Allerdings haben sich die Zeiten seit dem Schottland-Referendum im Herbst 2014 gravierend verändert. Die EU ist seither ebenso wie die politische Elite und das heißt, die großen Volksparteien in den Mitgliedstaaten – sowie eigentlich rund um den Globus (siehe USA bzw. den bisherigen Mobilisierungserfolg von Donald Trump) –, bei den Wählern immer stärker in Misskredit geraten. Das hat vor allem auch mit dem schlechten Krisenmanagement zu tun, speziell in der Flüchtlingskrise. Andererseits gibt es in Schottland sicher viele, die im Brexit-Referendum auch eine Chance für ein neues Unabhängigkeitsreferendum sehen. Insofern ist schwer abzuschätzen, inwieweit die allgemein als EU-Befürworter geltenden Schotten nicht taktisch für die Option „Leave“ entscheiden.
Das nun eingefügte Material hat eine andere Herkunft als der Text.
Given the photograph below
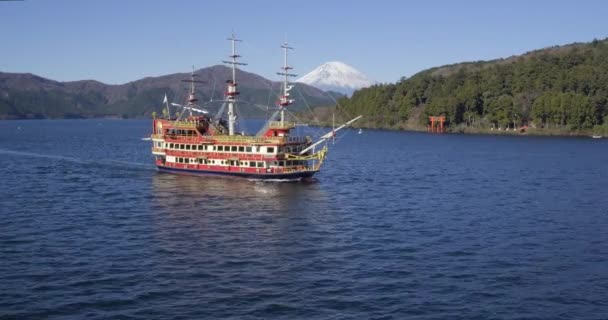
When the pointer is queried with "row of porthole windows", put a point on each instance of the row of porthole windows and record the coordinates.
(201, 147)
(251, 164)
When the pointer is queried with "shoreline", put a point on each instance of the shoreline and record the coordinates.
(469, 131)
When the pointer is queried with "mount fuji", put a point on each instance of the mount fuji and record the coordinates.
(336, 76)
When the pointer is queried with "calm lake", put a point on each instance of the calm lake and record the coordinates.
(397, 225)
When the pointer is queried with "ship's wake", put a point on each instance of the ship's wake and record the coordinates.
(107, 163)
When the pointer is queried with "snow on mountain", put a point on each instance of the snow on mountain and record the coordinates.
(336, 76)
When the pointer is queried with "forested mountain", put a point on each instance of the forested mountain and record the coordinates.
(563, 88)
(30, 96)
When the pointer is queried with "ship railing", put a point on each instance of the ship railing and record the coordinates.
(248, 139)
(187, 124)
(234, 139)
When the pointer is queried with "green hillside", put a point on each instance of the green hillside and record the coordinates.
(558, 90)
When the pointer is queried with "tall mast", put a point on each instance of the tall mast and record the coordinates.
(284, 99)
(231, 92)
(192, 95)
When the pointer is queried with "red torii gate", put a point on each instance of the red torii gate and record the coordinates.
(437, 124)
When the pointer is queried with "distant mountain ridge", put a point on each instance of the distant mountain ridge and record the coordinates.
(25, 95)
(336, 76)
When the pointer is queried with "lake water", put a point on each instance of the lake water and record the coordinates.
(397, 225)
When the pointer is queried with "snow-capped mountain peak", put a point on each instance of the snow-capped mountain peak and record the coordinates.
(336, 76)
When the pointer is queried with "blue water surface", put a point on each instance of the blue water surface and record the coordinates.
(397, 225)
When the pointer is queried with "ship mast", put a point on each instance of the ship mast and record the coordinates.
(284, 100)
(231, 92)
(192, 95)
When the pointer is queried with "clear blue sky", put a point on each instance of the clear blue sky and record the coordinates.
(116, 41)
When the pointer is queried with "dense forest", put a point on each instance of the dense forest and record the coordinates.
(560, 90)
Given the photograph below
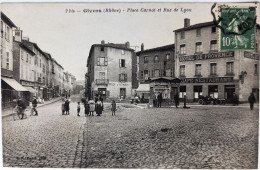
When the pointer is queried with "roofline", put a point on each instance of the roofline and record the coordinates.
(7, 20)
(157, 48)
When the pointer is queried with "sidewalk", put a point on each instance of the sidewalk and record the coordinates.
(8, 112)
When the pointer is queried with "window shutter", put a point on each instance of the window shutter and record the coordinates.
(125, 77)
(105, 61)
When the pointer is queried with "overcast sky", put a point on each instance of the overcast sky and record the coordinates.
(69, 36)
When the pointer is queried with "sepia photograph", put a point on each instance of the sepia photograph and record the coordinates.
(130, 85)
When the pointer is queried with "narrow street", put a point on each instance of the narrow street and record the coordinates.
(200, 137)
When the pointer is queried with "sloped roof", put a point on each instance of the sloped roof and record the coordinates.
(166, 47)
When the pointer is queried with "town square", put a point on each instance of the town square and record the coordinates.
(130, 85)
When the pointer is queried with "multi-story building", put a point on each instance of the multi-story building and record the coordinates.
(205, 70)
(40, 72)
(24, 66)
(112, 70)
(153, 63)
(9, 86)
(58, 78)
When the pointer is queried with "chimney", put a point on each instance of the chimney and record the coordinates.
(127, 44)
(186, 22)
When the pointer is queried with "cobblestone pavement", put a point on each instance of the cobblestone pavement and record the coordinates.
(200, 137)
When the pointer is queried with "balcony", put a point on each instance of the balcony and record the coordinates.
(102, 81)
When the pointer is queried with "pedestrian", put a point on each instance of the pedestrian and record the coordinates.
(160, 100)
(99, 107)
(176, 100)
(113, 108)
(34, 105)
(91, 106)
(78, 108)
(86, 105)
(67, 107)
(251, 100)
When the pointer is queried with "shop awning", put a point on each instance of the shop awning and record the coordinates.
(30, 89)
(144, 88)
(14, 84)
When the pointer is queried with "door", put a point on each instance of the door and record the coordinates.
(122, 93)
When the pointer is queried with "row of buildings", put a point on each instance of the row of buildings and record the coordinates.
(117, 71)
(27, 70)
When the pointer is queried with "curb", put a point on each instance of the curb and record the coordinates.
(3, 116)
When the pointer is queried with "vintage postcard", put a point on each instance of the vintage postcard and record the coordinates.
(130, 85)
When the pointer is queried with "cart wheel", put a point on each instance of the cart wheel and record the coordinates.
(201, 101)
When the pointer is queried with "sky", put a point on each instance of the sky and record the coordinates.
(68, 36)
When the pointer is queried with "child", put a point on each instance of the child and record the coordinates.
(113, 109)
(78, 108)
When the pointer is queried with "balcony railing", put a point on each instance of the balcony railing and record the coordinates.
(102, 81)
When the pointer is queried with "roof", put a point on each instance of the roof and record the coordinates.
(14, 84)
(7, 20)
(166, 47)
(173, 79)
(36, 46)
(200, 25)
(117, 46)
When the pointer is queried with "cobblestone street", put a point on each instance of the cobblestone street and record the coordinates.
(200, 137)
Dass das politische Establishment innerhalbe der EU allgemein angeschlagen ist, zeigt sich in Meinungsumfragen und ganz konkret am Ausgang von Parlamentswahlen in EU-Mitgliedstaaten in den letzten beiden Jahren (z.B. in Irland und Spanien) sowie jüngst etwa auch bei der Präsidentenwahl in Österreich. Letztere hatte der Kandidat der rechtspopulistischen FPÖ nur äußerst knapp verloren. Deswegen sowie wegen bekannt gewordener Unregelmäßigkeiten bei der Auszählung von Briefwahlkarten hat die FPö die Wahl angefochten. Die Chancen für einen Erfolg der Klage der FPÖ, die aktuell vor Gericht verhandelt wird, stehen nicht schlecht. Es ist nicht unwahrscheinlich, dass die Wahl wiederholt werden muss.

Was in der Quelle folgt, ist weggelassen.